Implementation Steps

Step 1: Establish a Minimal Self-Feedback Loop

What: Create a Buffer that reads its own previous frame output, adds new content, and outputs the result. The Image pass simply displays the Buffer result.

Why: This is the cornerstone of all multi-pass techniques. Once you understand self-feedback loops, fluid simulation, temporal accumulation, etc. are all extensions of this foundation. An initialization guard (iFrame == 0 or iFrame < N) prevents reading uninitialized data.

iChannel Binding: Buffer A's iChannel0 → Buffer A (self-feedback); Image's iChannel0 → Buffer A

Key Points:

• exp(-33.0 / iResolution.y) controls the decay rate; higher values produce faster decay
• The fragCoord + vec2(1.0, sin(iTime)) offset creates motion effects
• The iFrame < 4 guard ensures stable initial values for the first few frames

Step 2: Implement Self-Advection

What: Building on self-feedback, interpret the buffer values as a velocity field and implement self-advection — each pixel offsets its sampling position based on the local velocity.

Why: Self-advection is the core of all Eulerian grid fluid simulations.
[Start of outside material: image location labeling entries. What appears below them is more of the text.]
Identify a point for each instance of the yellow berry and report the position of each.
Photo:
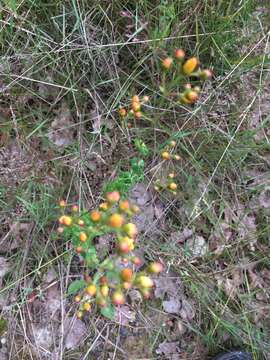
(82, 236)
(86, 307)
(190, 65)
(116, 220)
(165, 155)
(91, 290)
(95, 215)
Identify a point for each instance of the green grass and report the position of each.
(81, 54)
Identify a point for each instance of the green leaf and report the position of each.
(75, 286)
(108, 312)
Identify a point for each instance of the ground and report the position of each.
(65, 69)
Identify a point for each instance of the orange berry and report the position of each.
(104, 290)
(74, 208)
(79, 314)
(80, 222)
(192, 96)
(67, 220)
(103, 280)
(118, 298)
(95, 215)
(122, 112)
(155, 268)
(82, 236)
(91, 290)
(144, 281)
(101, 302)
(116, 220)
(60, 230)
(190, 65)
(136, 261)
(86, 307)
(130, 229)
(138, 114)
(126, 274)
(79, 249)
(165, 155)
(135, 98)
(167, 63)
(124, 205)
(172, 186)
(113, 196)
(179, 54)
(62, 203)
(126, 285)
(104, 206)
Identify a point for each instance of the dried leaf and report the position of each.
(75, 330)
(172, 306)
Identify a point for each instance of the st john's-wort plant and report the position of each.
(112, 274)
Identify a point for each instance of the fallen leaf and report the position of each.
(74, 333)
(172, 306)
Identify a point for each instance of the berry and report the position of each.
(86, 307)
(118, 298)
(62, 203)
(91, 290)
(126, 274)
(179, 54)
(113, 196)
(136, 261)
(165, 155)
(122, 112)
(155, 268)
(124, 205)
(104, 206)
(95, 215)
(82, 236)
(104, 290)
(79, 249)
(130, 229)
(167, 63)
(190, 65)
(172, 186)
(116, 220)
(79, 314)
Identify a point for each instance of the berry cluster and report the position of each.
(115, 274)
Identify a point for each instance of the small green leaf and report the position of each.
(75, 286)
(108, 312)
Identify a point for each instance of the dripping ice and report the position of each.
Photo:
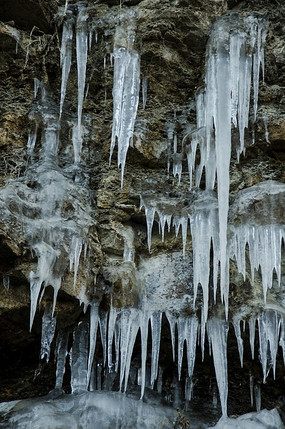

By accumulating rotational information across multiple scales through rotational sampling, rich vortex structures can be produced without a complete Navier-Stokes solver.

Parameter Tuning:

• ROT_NUM (rotation sample count): Affects the sampling accuracy of the rotation field; 5 is a good balance
• SCALE_NUM (number of scale levels): Affects the detail level of vortices; 20 levels produce rich multi-scale structures
• bbMax = 0.7 * iResolution.y: Adaptive loop termination threshold

Mathematical Principles:

• The getRot function samples the velocity field at ROT_NUM equally spaced angular directions around a given position
• Computes the rotational component via dot(velocity - 0.5, perpendicular)
• The multi-scale loop b *= 2.0 progressively enlarges the sampling radius, capturing vortices at different scales

Step 3: Navier-Stokes Fluid Solver

What: Implement velocity field solving based on the paper "Simple and fast fluids" (Guay, Colin, Egli, 2011), including advection, viscous forces, and vorticity confinement.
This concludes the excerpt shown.